Schwandt, Jürgen

Kapitän Jürgen Schwandt wurde 1936 in Hamburg geboren und wuchs in St. Georg auf.

Der Vater war ein ranghoher Soldat der Nationalsozialisten. Vater und Sohn hatten deshalb viel Streit, denn schon damals war Jürgen Schwandt ganz entschieden gegen Rechts. Er wollte früh weg aus der Enge der elterlichen Gesinnung und aus Hamburg, hinaus in die weite Welt.

Zur Seefahrt brachte ihn sein Lehrer, der mit der Klasse einen alten Marinekutter, so weit es ging, wieder flott machte, den Jugendlichen die Grundlagen der Seefahrt beibrachte und mit ihnen auf der Elbe eine Klassenfahrt machte. Der Lehrer wollte die Kinder von der Straße holen. 

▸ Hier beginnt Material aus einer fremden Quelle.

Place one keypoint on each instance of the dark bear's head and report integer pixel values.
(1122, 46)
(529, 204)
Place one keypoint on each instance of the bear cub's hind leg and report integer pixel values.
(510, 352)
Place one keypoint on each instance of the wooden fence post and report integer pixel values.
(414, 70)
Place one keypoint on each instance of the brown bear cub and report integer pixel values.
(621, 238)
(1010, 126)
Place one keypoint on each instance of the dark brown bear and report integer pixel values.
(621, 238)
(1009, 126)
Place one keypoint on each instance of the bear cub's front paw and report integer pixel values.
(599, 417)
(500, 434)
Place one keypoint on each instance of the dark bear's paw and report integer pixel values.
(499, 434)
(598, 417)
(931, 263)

Mit 16 konnte Jürgen Schwandt mit Genehmigung der Eltern als Schiffsjunge auf einem Segelschiff anheuern. Drei Jahre später überlebte er als Teil der Mannschaft des Frachters „Franziska Sartori“ nur knapp einen schweren Sturm im Nordatlantik. Die Brücke des Schiffes war vollkommen zerstört, der Frachter manövrierunfähig, doch die Mannschaft hatte Glück. Sie konnte einen Notruf absetzen und wurde gerettet. Als die Mannschaft endlich nach mehreren Tagen in Lissabon an Land gehen konnte, wurde dieser „zweite Geburtstag“ erstmal richtig gefeiert – mit allem, was das Klischee über die Seefahrer so hergibt.

Der Schiffsjunge arbeitet sich hoch, erlebte noch einige Stürme und wurde Kapitän.

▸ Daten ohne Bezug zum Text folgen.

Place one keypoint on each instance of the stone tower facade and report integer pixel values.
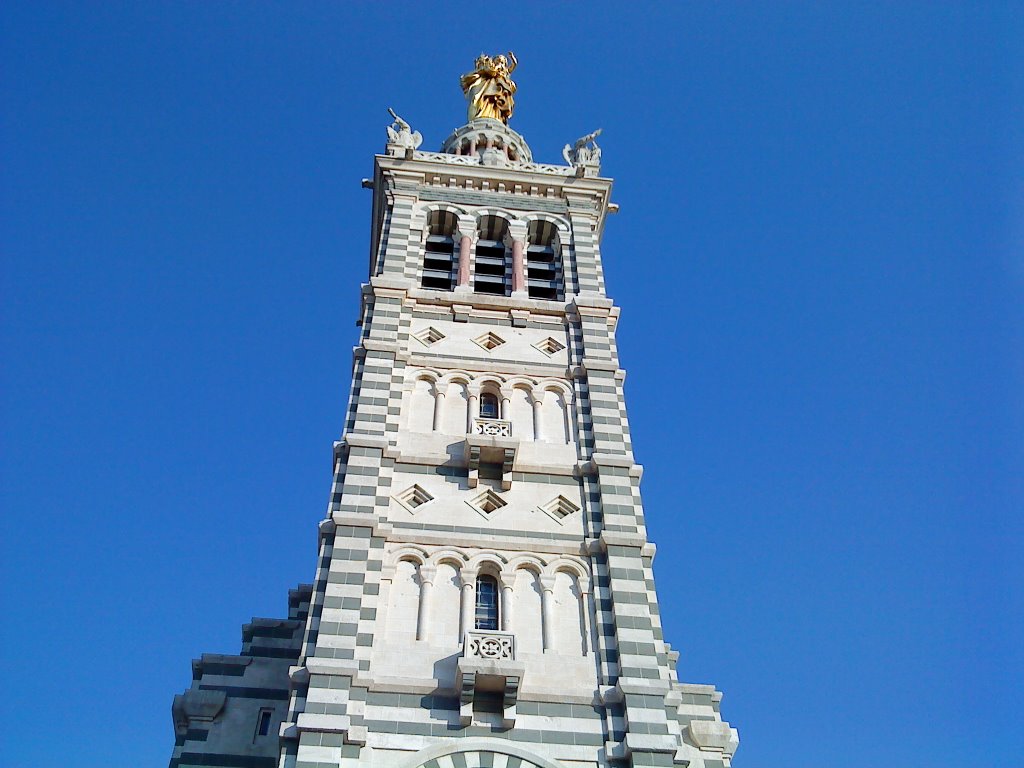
(483, 596)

Nach fast 20 Jahren auf See heiratete er 1971 seine Frau Gerlinde, die er bei einer Tanzveranstaltung kennengelernt hatte. Sie war Kinder- und Säuglingskrankenschwester. Sie zogen nach Rellingen. Ihr zuliebe nahm er einen Job beim Hamburger Zoll an. Die ersten Jahre lagen das Seefahrtsbuch und der Seesack stets bereit. Doch er blieb, wurde später sogar Leiter des Zoll-Kommissariats im Hamburger Hafen.

Auch beim Zoll erlebte er so einiges. Zum Beispiel wie nervöse Schmuggler 2,5 Tonnen Hasch ins Wasser schmissen und alles wieder herausgefischt werden musste.

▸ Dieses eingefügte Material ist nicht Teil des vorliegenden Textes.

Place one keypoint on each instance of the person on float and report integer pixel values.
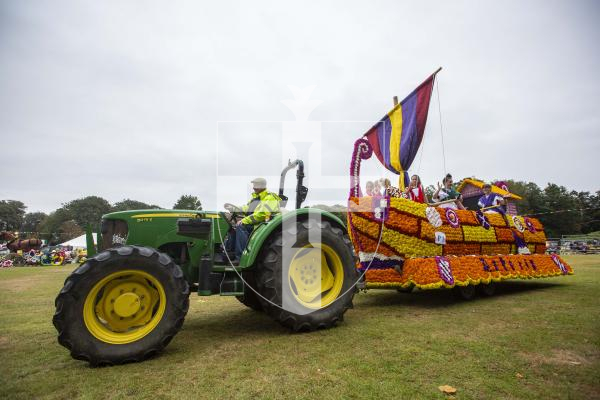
(389, 190)
(414, 190)
(447, 192)
(492, 202)
(369, 187)
(377, 188)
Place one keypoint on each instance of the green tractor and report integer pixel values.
(130, 298)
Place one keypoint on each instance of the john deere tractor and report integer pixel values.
(130, 298)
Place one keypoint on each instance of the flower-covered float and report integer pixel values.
(403, 244)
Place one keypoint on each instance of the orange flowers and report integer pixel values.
(408, 233)
(468, 270)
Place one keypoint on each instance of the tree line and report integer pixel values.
(562, 211)
(69, 221)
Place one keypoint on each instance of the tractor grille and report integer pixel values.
(114, 233)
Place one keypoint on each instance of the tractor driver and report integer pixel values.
(258, 209)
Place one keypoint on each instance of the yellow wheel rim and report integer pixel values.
(124, 307)
(316, 276)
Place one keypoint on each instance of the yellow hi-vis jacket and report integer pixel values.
(261, 205)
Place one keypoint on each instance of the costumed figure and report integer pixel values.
(446, 193)
(492, 202)
(414, 191)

Als Kontrastprogramm begann er zu reiten, wurde sogar Reitlehrer. Die Liebe zu Pferden und zu Antiquitäten teilt er mit Ehefrau Gerlinde. Gemeinsam reisen sie gerne, z.B. mit dem Auto ans Meer; Gerlinde wird seekrank.

Um das Fernweh und die Sehnsucht nach dem Meer zu befriedigen, reiste Jürgen Schwandt gerne auf Containerschiffen als Passagier mit.

Mit 80 machte er eine zweite Karriere als Kolumnist bei der Hamburger Morgenpost. Er schrieb von seinen Erfahrungen auf See, positionierte sich klar gegen Rassismus und warb für mehr Toleranz. Der Autor Stefan Krücken schrieb seine Biographie „Sturmwarnung“, die ein Bestseller geworden ist. Im Januar 2024 gab es eine Neuauflage mit dem neuen Kapitel „Was ich Euch noch sagen wollte“. Es handelt davon, wie man durch die Stürme des Lebens kommt.

Nach wie vor engagiert sich Jürgen Schwandt lautstark gegen Rechts. So auch auf der Kundgebung „Rellingen bleibt bunt“ im Februar 2024 auf dem Arkadenhof neben Bürgermeister Marc Trampe, Pastorin Inga Roetz-Millon und anderen.

„Auf meinen Reisen habe ich gelernt, weltoffen und tolerant zu sein. Es gibt überall reizende Menschen. Und es gibt überall Arschlöcher. Das hat nichts mit Religion, Nationalität, Hautfarbe oder politischer Einstellung zu tun.“ Wie wahr!